The president’s accommodation was also welcomed by the Association of Jesuit Colleges and Universities, the Leadership Conference of Women Religious and the Catholic lobby Network. Liberal Catholics who supported the bishops initially now seem uneasy by what they perceive to be efforts by the bishops to “move the goalposts” and extend the religious liberty argument beyond the parameters of religious institutional employers to include individual employer and even employee objectors on conscience grounds. Some suspect a concerted effort to put Obama in a no-win situation on contraception that could contribute to another no-win condition come November.

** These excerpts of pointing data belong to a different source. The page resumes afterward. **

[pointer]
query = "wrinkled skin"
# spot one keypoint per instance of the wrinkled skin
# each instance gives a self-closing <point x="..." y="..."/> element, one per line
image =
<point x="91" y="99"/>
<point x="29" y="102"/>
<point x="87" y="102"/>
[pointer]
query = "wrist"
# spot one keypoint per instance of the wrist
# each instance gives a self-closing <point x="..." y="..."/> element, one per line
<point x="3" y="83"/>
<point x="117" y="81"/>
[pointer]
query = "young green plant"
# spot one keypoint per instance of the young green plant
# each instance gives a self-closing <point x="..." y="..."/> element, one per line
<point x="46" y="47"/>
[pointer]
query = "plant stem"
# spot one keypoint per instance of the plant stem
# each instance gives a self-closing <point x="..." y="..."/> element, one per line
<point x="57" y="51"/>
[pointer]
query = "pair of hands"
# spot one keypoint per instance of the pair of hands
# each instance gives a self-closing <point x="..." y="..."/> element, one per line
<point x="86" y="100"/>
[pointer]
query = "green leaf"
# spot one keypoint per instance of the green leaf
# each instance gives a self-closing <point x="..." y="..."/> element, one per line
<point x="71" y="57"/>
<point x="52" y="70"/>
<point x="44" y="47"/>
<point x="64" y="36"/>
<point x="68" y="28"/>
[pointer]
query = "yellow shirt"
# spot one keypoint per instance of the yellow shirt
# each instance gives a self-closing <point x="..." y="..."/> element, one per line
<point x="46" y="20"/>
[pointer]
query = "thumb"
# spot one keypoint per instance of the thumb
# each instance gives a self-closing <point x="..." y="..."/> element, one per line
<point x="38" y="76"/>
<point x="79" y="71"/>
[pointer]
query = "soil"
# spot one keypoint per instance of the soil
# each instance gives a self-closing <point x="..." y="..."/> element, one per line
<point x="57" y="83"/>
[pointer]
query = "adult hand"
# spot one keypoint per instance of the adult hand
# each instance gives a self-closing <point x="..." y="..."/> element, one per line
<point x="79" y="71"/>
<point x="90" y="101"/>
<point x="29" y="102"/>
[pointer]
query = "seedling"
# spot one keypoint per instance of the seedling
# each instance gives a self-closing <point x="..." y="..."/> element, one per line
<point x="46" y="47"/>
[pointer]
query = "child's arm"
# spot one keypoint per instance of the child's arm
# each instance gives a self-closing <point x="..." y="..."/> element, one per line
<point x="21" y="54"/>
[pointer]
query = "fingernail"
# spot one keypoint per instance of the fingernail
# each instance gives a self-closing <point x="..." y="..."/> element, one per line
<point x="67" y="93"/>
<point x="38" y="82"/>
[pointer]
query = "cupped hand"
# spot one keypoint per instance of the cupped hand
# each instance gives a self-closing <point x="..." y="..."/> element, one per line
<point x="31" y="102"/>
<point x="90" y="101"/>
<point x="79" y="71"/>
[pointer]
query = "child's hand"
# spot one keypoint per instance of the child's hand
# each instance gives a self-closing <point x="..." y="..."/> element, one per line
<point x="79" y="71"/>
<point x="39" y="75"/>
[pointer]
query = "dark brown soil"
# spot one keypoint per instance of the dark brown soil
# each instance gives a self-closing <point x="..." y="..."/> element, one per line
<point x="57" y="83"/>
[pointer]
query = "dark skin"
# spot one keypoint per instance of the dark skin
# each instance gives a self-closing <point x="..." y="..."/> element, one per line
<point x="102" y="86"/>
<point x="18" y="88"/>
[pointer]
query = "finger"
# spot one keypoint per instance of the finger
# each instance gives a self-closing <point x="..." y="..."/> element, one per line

The president has said that he can go no further on the matter, while at the same time noting that he intended to continue consulting religious leaders about implementation. The election season is still young, however. A survey by the Pew Forum on Religion & Public Life and the Pew Research Center for the People & the Press, conducted Feb. 8-12 finds the American public closely divided over the H.H.S. policy. Among the approximately six-in-10 Americans (62 percent) who have heard about the rule, 48 percent support an exemption to the rule for religious institutions if they object to the use of contraceptives, and 44 percent say they should be required to cover contraceptives like other employers.
Perhaps of most concern to the administration are swing voting Catholics, 55 percent of Catholics “who have heard at least a little about the issue,” favor giving religious institutions an exemption, while 39 percent oppose exemptions. White evangelical Protestants, by an even larger margin—68 percent to 22 percent—favor giving religious institutions an exemption. White mainline Protestants are divided (44 percent favor an exemption, 46 percent are opposed). Pew reports: “By contrast, a majority, 55 percent, of the religiously unaffiliated who have heard about the issue say religious institutions that object to the use of contraceptives should be required to cover them like other institutions, while 39 percent favor giving an exemption to these institutions.”